Modular designs that can be backfit, repair kits, and dockside parts containerization will facilitate improvements in total logistics support. The total life cost of every platform must be reduced. Through batch ordering of small items and the resulting reduced handling fees, vendors are able to pass on significant cost reductions. Introduction of modernization packages over the life of the systems onboard comprised of fewer parts and in modular fashion acts to reduce the logistics footprint required to maintain the vessels on station for longer periods.

Industry to Reshape Itself As Well

Westinghouse has reshaped it’s aftermarket business approach using the resource planning tools now available and, as a result, shortened the logistics support wait time to furnish parts and service. The new process has 50 percent fewer handoffs, which translates into time and cost savings to the fleet. Further, system delays are eliminated as needed parts are obtained from our transportable, walk-in Dockside Partshouse. Shorter cycle times assist in reducing length and frequency of future yard maintenance periods.

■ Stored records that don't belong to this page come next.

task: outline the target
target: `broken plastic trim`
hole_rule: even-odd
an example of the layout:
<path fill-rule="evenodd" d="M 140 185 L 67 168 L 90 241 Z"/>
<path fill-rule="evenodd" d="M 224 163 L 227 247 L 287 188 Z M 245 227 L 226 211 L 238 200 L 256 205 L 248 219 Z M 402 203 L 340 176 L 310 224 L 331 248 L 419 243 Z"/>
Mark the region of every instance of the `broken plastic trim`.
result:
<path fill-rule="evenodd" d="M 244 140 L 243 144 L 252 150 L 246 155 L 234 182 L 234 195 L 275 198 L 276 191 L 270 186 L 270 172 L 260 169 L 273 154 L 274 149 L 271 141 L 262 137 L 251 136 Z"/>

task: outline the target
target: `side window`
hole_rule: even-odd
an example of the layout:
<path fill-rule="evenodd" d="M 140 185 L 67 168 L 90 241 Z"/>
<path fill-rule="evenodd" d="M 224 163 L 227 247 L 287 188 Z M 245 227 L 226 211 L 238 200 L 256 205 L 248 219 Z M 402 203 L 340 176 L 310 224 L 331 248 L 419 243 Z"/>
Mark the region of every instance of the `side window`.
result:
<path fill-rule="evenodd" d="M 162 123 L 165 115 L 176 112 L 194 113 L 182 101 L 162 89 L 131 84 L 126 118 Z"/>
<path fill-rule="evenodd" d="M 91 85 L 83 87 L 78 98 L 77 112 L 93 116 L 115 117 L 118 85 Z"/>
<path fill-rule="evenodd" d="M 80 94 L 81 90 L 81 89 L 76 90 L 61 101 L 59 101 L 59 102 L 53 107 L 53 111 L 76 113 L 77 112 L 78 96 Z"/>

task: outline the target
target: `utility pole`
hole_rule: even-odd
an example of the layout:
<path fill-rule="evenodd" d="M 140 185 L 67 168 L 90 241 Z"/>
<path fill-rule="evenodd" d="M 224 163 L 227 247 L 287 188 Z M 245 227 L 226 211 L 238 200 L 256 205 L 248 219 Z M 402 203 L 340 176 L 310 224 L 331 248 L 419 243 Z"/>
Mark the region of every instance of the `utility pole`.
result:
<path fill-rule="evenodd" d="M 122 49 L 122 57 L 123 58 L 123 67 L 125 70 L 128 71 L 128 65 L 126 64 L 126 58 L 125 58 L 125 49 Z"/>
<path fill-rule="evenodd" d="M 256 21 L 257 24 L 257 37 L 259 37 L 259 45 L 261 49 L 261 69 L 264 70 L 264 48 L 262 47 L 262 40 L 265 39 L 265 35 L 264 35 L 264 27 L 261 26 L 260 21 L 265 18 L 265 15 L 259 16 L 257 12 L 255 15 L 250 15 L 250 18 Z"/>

To align itself with limited funds and increased pressure for affordability, the defense companies will continue to overhaul and streamline themselves. The overhaul will most likely take the fonn of more consolidation. Small-to-mid size cap companies supporting the Submarine Force will combine or, in a strategy to increase scope of supply, large companies will acquire these smaller, niche-product lines. The competitive balance between industry players will remain in a state of flux. Lower-tier suppliers within their own ranks will come under increasing pressure to meet more demanding cost[ product value], quality and delivery expectations. The integration of small, mid and large companies should provide economies of scale and reduce total life costs of the platforms. The original equipment manufacturers (OEMs) will take this opportunity to further squeeze suppliers for price and other concessions, driving some from the market place or into the arms of would-be buyers. The integration of former serial-type production OEM plants into more responsive single entities should improve delivery of new technologies to the Submarine Force.

Economic Outlook Brightens and Better News Is Coming

Congressional support, through timely funding and a long-range view to continued support of the transformational needs, is not certain. In the fall, the U.S. elects a new House of Representatives and a full third of its Senate. The Congress must balance continental US (CONUS) civil support and homeland defense against the emerging needs of the force as part of the overall transformation in military affairs.’ Economic forces and not politics must drive any industry restructuring. The government must set the priorities and establish an equal playing field for all participants.

In pursuit of scale through mergers and acquisitions the major systems integrator must keep focused on new technology insertion. People [engineering and manufacturing] and their contributions to a strong fighting U.S. Submarine Force must not be taken for granted. Acute shortages of some types of skills and specially trained individuals would result. Excess capacity, price pressures and financial [funding] considerations are apt to trigger restructuring initiatives, according to some merger-and-acquisition specialists. 6 The end result-an effective structure and competitive products [choices] for our Submarine Force.

The Administration and Congress recognize the world terrorism threat. This writer believes the need to reinforce the world coalition against terrorism will keep Congress focused on the transformation and support the Submarine Force. However, homeland security and other domestic needs will compete with the transformation. In response, industry and defense programs will be properly bundled to show support of our nation.

While overall U.S. manufacturing activity is still shrinking as of this writing (the Institute for Supply Management index of factory activity, a leading indicator, is still below 50.0), ISM surveys of defense related new orders and production show growth. 7 The transformation will boost this trend. The industrial base that remains will be financially strong and able to weather the congressional funding swings as they inevitably occur. Fewer yet leaner organizations will drive the industry to economies of scale.